Lead author of the study Dr Pauline Heslop believes that firm action is needed within the healthcare sector to ensure that any barriers to effective diagnosis are overcome. She comments:
“This report highlights the unacceptable situation in which people with learning disabilities are dying, on average, more than 16 years sooner than anyone else. The cause of their premature death is not, like many in the general population, due to lifestyle-related illnesses. The cause of their premature deaths appears to be because the NHS is not being provided equitably to everyone based on need. People with learning disabilities are struggling to have their illnesses investigated, diagnosed and treated to the same extent as other people. These are shocking findings and must serve as a wake-up call to all of us that action is urgently required.

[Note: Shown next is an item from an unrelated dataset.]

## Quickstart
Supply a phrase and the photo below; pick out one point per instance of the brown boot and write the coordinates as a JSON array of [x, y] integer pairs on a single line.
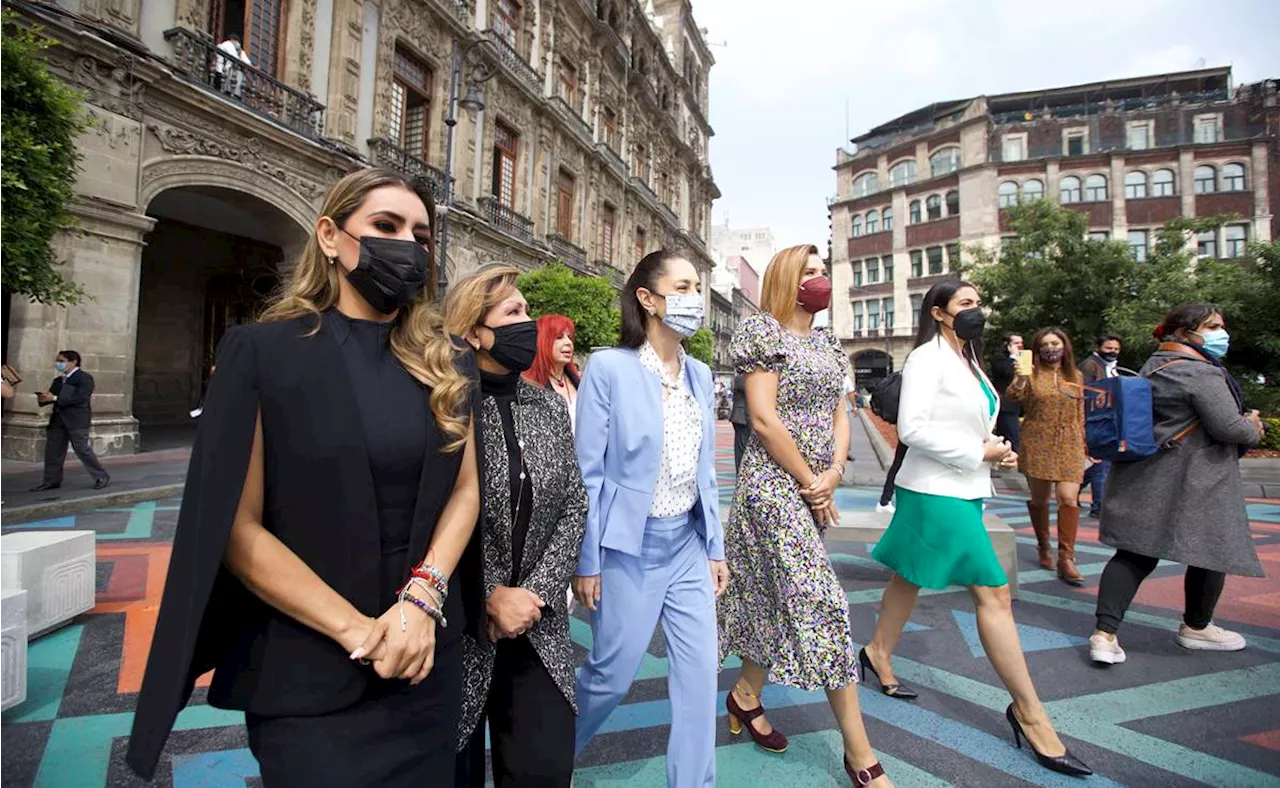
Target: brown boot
[[1068, 523], [1040, 521]]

“We have, over the past few years, been rightly horrified by the abuse of people with learning disabilities at Winterbourne View hospital and of vulnerable patients at Mid-Staffordshire. The findings of the confidential inquiry into the deaths of people with learning disabilities should be of no less a concern.”
Exploring the role of carers, the study found examples of professionals and families finding it more difficult to be taken seriously when enquiring about health-related issues of an individual with a learning disability, while also finding examples of social care itself that could be improved.
Key recommendations that researchers hope will inform future development include: the allocation of health professionals to coordinate the care of individuals with multiple health conditions; proactive future planning to reduce the need for more responsive services; clearer adherence to the Mental Capacity Act; better data collection regarding the causes of death; and the establishment of a National Learning Disability Mortality Review Body.